With all our talk about freedom, somehow its essence has gotten lost: human beings taking responsibility for their own life and the world around them. Human beings are causes, not results. They are free agents, not victims.
I can’t think of a more important message as we face these great challenges today as a nation and as individuals.
The whole idea of America was, and hopefully still is, freedom, which means America must be about individuals taking responsibility.
The country now faces two huge areas of uncertainty and lack of clarity.
One is regarding the nature of the health threat we are dealing with. I am still reading different opinions from knowledgeable sources about how lethal this virus is and the best way to stop it without totally shutting down and destroying our economy.
Second, we’re suffering great absence of clarity in government regarding who is responsible for what.
Times of uncertainty are times, in the spirit of Viktor Frankl, for individuals to step up and take responsibility.
But, unfortunately, we’re getting the opposite.
It’s obscene that House Speaker Nancy Pelosi, who held up the emergency stimulus bill to insert left-wing nonsense, accused President Donald Trump of fiddling while “people are dying.”
Michigan Gov. Gretchen Whitmer complained to the press, “We’re not getting what we need from the federal government.”
But this isn’t new. Back in February, Whitmer delivered the Democrats’ response to President Trump’s State of the Union address and went on for her full 10 minutes about the federal government not doing enough.
She touted her efforts to expand health coverage under the Affordable Care Act, meaning more bureaucratization of our hospitals and health care delivery, and creation of government health care incapable of flexibility to changing market realities, let alone dealing with a crisis.
New York Mayor Bill de Blasio is taking deserved heat for his delayed action in response to the crisis in his city. Weeks ago, he was on television talking about how this crisis could only be addressed by the federal government.

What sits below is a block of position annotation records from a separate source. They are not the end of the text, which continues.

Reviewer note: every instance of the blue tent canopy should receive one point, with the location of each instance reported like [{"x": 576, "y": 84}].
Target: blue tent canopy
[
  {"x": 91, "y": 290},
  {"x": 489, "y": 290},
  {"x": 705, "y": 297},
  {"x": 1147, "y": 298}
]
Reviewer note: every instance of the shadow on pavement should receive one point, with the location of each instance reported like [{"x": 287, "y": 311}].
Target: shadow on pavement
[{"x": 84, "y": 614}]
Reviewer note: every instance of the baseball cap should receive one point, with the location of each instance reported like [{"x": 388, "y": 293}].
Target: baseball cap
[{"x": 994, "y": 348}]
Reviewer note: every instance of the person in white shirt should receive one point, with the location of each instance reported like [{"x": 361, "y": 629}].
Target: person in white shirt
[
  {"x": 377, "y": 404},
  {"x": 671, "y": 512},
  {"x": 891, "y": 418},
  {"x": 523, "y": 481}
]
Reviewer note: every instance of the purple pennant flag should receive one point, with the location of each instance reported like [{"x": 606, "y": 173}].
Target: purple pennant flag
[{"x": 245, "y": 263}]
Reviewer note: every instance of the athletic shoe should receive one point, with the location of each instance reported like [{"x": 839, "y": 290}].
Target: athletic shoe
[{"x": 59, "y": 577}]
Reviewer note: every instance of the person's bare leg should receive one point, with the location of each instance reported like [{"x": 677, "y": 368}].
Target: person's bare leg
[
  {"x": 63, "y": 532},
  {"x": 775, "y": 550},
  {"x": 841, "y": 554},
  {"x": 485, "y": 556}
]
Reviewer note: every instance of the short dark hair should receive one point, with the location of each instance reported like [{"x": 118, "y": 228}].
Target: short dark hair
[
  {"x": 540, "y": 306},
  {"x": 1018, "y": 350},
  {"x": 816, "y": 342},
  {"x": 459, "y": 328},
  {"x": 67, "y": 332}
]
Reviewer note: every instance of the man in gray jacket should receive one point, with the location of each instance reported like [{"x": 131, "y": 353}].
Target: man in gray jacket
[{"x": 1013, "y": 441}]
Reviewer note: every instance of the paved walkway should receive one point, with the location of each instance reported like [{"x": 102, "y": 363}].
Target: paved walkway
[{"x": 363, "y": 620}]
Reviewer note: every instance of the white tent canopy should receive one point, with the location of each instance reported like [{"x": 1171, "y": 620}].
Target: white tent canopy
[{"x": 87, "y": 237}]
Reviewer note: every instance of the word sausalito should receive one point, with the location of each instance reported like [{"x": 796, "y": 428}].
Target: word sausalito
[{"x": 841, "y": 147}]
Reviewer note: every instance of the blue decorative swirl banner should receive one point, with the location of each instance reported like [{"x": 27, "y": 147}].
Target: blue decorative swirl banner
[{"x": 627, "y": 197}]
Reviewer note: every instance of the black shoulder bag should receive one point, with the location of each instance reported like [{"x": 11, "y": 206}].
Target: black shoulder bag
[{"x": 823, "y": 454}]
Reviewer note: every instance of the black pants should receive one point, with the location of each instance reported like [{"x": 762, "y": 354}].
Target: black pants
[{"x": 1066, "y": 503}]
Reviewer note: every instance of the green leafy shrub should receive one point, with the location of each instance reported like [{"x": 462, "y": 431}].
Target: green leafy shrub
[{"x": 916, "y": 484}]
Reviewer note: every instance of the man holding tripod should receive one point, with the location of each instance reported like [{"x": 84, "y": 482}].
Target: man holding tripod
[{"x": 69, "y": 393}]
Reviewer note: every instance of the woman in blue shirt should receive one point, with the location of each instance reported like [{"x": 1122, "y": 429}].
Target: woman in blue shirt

This is all the result of generations degrading the clear constitutional lines between the federal government and the states, resulting in massive growth of the welfare state.
But while Democratic governors and mayors and Speaker Pelosi use valuable time looking for who to blame, America’s private business is already churning to develop better and faster testing procedures, and soon we’ll see a drug to eradicate COVID-19.
Small and large businesses are deploying resources in new and creative ways that will pay great dividends when we emerge from this crisis.
Challenges are met by free, responsible people stepping into the void: exactly what Viktor Frankl was talking about.